いない歴=年齢。冴えない私にイケメン彼氏ができました
「応接室とか、そのへん。ソファあるとこ連れてくから、とりあえず。もし課長が先に戻ったら伝えといてくれるか」
八木が後ろにいる、きっと人事部の誰かにだろう。そう伝えて、そのまま歩き出しフロアを出て廊下を進みだした。
一階フロアを独占する賑やかで大人数の営業部とは違い、二階は比較的静かだし自分たちのフロアからみんな基本的に顔を出さない。
だからこの状況でも何とか助かっているのではないかと思う。
エレベーターのすぐ近くにある応接室に入り、八木がそっと真衣香をソファの上に降ろしてくれた。
失礼ながら八木にはガサツな印象を持っていたのだが、予想を裏切る優しい手つきだった。
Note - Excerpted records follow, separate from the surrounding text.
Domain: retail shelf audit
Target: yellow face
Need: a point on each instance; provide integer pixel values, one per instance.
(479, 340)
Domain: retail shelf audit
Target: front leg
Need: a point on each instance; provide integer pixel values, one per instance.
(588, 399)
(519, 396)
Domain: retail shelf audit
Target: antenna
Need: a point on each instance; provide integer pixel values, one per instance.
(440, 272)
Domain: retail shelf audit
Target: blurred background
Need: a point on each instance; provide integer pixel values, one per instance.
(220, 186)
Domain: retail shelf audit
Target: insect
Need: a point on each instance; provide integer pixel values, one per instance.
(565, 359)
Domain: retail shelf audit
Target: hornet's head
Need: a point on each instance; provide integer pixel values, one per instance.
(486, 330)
そうして、立ち上がるまでの動作の間、まるで流れ作業のように。八木は真衣香のオフィス用サンダルをゆっくりと脱がせた。
「先輩に……こんなことさせて、す、すみません……」
「くだらんこと謝るな。とりあえず寝とけ……って、なぁ。この状態じゃ歩けねぇだろ。お前実家遠いんだっけ?」
「車で1時間くらいかなと……」
「じゃあ親はこれねぇしな」とぶつぶつ呟く八木を横目に目がうつらうつらと閉じかけていく。朦朧としていく意識を何とか堪えさせるため、拳を作って自分の頭を殴ってみた。
「い……っ!痛い……」
「アホか何してるんだ」
「なんか寝てしまいそうだったので……」
答えた真衣香に、はは、と八木は短く笑って言った。
「安心しろ、いつも頑張ってる奴がたまに抜けたくらいで誰も怒らねぇよ」
励ますような物言いに朦朧としていた頭が少し冴えてきたように感じる。